The young man looked Saul up and down when he arrived.

“Hello. So this is Mars. My name’s Leonard Mark.”

“I’m Saul Williams.”

They shook hands. Leonard Mark was very young—only eighteen; very blond, pink-faced, blue-eyed and fresh in spite of his illness.

“How are things in New York?” said Saul.

“Like this,” said Leonard Mark. And he looked at Saul. New York grew up out of the desert, made of stone and filled with March winds. Neons exploded in electric color. Yellow taxis glided in a still night. Bridges rose and tugs chanted in the midnight harbors. Curtains rose on spangled musicals.

Saul put his hands to his head, violently.

“Hold on, hold on!” he cried. “What’s happening to me? What’s wrong with me? I’m going crazy!”

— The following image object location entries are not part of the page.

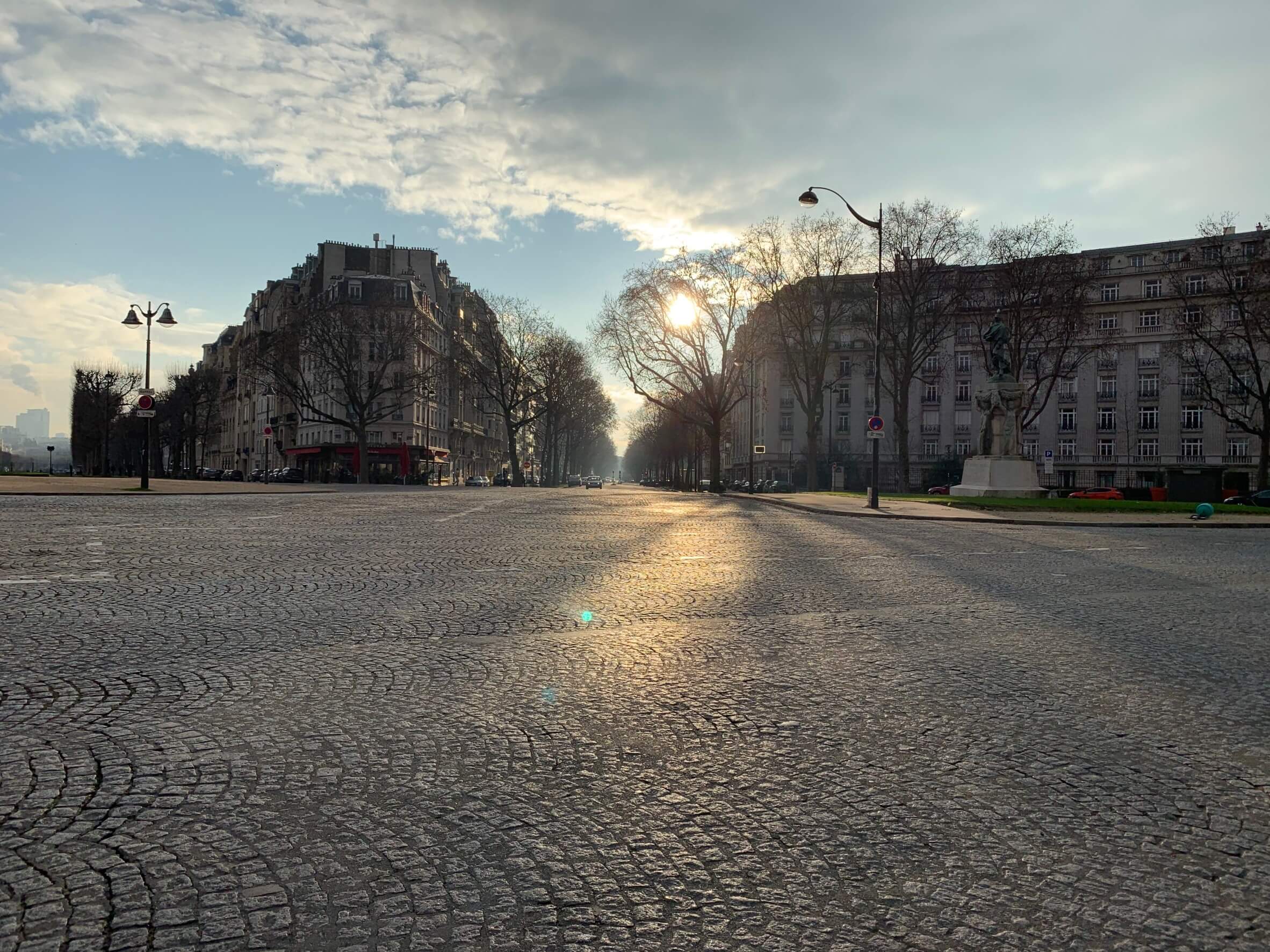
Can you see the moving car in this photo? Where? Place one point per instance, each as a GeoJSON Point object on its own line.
{"type": "Point", "coordinates": [1099, 493]}
{"type": "Point", "coordinates": [1261, 498]}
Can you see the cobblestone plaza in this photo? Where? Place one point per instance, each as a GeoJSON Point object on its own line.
{"type": "Point", "coordinates": [560, 719]}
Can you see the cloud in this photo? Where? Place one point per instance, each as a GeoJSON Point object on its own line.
{"type": "Point", "coordinates": [81, 323]}
{"type": "Point", "coordinates": [674, 123]}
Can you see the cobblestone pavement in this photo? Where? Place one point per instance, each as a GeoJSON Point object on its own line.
{"type": "Point", "coordinates": [381, 721]}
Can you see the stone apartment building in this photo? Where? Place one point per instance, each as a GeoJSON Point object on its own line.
{"type": "Point", "coordinates": [448, 433]}
{"type": "Point", "coordinates": [1128, 414]}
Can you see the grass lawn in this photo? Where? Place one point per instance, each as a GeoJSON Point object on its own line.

Leaves sprouted from trees in Central Park, green and new. On the pathway Saul strolled along, smelling the air.

“Stop it, stop it, you fool!” Saul shouted at himself. He pressed his forehead with his hands. “This can’t be!”

“It is,” said Leonard Mark.

The New York towers faded. Mars returned. Saul stood on the empty sea bottom, staring limply at the young newcomer.

“You,” he said, putting his hand out to Leonard Mark.“You did it. You did it with your mind.”

“Yes,” said Leonard Mark.

Silently they stood facing each other. Finally, trembling, Saul seized the other exile’s hand and wrung it again and again, saying, “Oh, but I’m glad you’re here. You can’t know how glad I am!”

They drank their rich brown coffee from the tin cups.

It was high noon. They had been talking all through the warm morning time.

“And this ability of yours?” said Saul over his cup, looking steadily at the young Leonard Mark.

“It’s just something I was born with,” said Mark, looking into his drink. “My mother was in the blowup of London back in ’57. I was born ten months later. I don’t know what you’d call my ability. Telepathy and thought transference, I suppose. I used to have an act. I traveled all around the world. Leonard Mark, the mental marvel, they said on the billboards. I was pretty well off. Most people thought I was a charlatan. You know what people think of theatrical folks. Only I knew I was really genuine, but I didn’t let anybody know. It was safer not to let it get around too much. Oh, a few of my close friends knew about my real ability. I had a lot of talents that will come in handy now that I’m here on Mars.”

“You sure scared the hell out of me,” said Saul, his cup rigid in his hand. “When New York came right up out of the ground that way, I thought I was insane.”

“It’s a form of hypnotism which affects all of the sensual organs at once—eyes, ears, nose, mouth, skin—all of them. What would you like to be doing now most of all?”

Saul put down his cup. He tried to hold his hands very steady. He wet his lips. “I’d like to be in a little creek I used to swim in in Mellin Town, Illinois, when I was a kid. I’d like to be stark-naked and swimming.”

“Well,” said Leonard Mark and moved his head ever so little.

Saul fell back on the sand, his eyes shut.

Leonard Mark sat watching him.

Saul lay on the sand. From time to time his hands moved, twitched excitedly. His mouth spasmed open; sounds issued from his tightening and relaxing throat.

Saul began to make slow movements of his arms, out and back, out and back, gasping with his head to one side, his arms going and coming slowly on the warm air, stirring the yellow sand under him, his body turning slowly over.

Leonard Mark quietly finished his coffee. While he drank he kept his eyes on the moving, whispering Saul lying there on the dead sea bottom.

“All right,” said Leonard Mark.

Saul sat up, rubbing his face.

After a moment he told Leonard Mark, “I saw the creek. I ran along the bank and I took off my clothes,” he said breathlessly, his smile incredulous. “And Idived in and swam around!”